Nonlinear magnitude and linear phase behaviors of T2* imaging: theoretical approximation and Monte Carlo simulation

The underlying source of brain imaging by T2*-weighted magnetic resonance imaging (T2*MRI) is the intracranial inhomogeneous tissue magnetic susceptibility (denoted by χ) that causes an inhomogeneous field map (via magnetization) in a main field. By decomposing T2*MRI into two steps, we understand that the 1st step from a χ source to a field map is a linear but non-isomorphic spatial mapping, and the 2nd step from the field map to a T2* image is a nonlinear mapping due to the trigonometric behavior of spin precession signals.
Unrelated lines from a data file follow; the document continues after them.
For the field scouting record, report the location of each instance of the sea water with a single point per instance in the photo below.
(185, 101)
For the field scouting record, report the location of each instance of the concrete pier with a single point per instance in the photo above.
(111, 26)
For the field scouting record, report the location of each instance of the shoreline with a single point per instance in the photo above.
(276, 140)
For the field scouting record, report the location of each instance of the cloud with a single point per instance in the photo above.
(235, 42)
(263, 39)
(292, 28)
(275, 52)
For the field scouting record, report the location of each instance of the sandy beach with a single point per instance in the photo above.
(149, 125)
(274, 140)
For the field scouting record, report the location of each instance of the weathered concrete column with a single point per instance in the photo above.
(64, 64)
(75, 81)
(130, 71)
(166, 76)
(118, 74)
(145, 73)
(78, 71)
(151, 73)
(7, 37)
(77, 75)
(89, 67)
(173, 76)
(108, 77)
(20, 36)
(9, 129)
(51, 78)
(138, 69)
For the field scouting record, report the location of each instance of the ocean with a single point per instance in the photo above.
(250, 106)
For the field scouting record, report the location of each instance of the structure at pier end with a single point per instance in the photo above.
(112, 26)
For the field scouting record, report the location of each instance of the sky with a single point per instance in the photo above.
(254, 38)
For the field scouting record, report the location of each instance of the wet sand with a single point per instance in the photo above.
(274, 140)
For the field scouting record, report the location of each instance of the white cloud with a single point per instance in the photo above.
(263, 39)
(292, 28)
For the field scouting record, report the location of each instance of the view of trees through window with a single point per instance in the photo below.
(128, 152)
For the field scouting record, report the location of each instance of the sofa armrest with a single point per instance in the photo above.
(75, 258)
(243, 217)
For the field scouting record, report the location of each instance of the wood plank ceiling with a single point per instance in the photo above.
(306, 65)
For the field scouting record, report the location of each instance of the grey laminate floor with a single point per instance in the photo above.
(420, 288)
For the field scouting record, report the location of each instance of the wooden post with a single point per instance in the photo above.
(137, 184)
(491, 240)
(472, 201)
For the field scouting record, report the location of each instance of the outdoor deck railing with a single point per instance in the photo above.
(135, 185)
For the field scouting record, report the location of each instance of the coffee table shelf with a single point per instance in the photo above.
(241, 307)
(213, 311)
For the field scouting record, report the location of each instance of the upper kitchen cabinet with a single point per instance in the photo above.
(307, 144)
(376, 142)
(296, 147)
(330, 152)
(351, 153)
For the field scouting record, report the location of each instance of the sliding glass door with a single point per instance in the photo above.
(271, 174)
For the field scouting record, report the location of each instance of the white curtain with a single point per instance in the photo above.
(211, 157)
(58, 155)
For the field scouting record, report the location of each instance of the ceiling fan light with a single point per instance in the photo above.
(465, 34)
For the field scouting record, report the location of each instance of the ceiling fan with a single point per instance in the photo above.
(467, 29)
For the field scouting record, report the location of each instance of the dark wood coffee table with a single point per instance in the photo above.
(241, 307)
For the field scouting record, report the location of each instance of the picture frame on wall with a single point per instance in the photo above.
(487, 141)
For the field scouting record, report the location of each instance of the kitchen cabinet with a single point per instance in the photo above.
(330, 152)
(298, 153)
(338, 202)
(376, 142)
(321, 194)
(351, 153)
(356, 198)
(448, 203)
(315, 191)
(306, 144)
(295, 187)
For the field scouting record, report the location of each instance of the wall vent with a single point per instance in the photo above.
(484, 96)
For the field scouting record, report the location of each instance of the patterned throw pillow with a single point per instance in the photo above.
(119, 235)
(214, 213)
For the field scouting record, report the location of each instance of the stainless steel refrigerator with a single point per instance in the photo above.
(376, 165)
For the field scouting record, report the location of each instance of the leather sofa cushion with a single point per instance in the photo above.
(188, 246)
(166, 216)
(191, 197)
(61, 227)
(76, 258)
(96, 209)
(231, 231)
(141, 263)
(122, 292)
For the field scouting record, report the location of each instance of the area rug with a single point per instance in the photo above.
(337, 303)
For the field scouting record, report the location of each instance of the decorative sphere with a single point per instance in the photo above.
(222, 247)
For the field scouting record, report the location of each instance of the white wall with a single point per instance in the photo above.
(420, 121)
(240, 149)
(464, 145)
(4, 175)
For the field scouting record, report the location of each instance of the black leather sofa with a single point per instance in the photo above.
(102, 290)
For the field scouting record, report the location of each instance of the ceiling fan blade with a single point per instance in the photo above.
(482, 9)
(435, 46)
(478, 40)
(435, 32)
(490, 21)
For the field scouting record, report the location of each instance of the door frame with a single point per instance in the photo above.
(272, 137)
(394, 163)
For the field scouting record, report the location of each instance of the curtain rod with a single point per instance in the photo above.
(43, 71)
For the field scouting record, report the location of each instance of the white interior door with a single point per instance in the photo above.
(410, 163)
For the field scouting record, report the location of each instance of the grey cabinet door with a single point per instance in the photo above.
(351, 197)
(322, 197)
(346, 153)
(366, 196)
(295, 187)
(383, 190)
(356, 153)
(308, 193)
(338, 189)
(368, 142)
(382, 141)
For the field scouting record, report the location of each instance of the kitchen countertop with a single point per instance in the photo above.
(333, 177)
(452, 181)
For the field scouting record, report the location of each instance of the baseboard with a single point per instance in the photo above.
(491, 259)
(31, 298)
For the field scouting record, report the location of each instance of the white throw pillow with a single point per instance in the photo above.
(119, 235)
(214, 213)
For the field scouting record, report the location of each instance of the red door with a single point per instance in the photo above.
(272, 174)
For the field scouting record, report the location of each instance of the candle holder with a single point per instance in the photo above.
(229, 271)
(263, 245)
The magnitude and phase calculations from a complex T2* image introduce additional nonlinearities. In this report, we look into the magnitude and phase behaviors of a T2* image (signal) by theoretical approximation and Monte Carlo simulation. We perform the 1st-order Taylor expansion on intravoxel dephasing formula of a T2* signal and show that the T2* magnitude is a quadratic mapping of the field map and T2* phase is a linear isomorphic mapping. By Monte Carlo simulation of T2*MRI for a span of echo times (with B0 = 3 T and TE = [0,120] ms), we first confirm the quadratic magnitude and linear phase behaviors in small phase angle regime (via TE < 30 ms), and then provide more general magnitude and phase nonlinear behaviors in large phase angle scenarios (via TE > 30 ms). By solving the inverse problem of T2*MRI, we demonstrate χ tomography and conclude that the χ source can be reliably reconstructed from a T2* phase image in a small phase angle regime.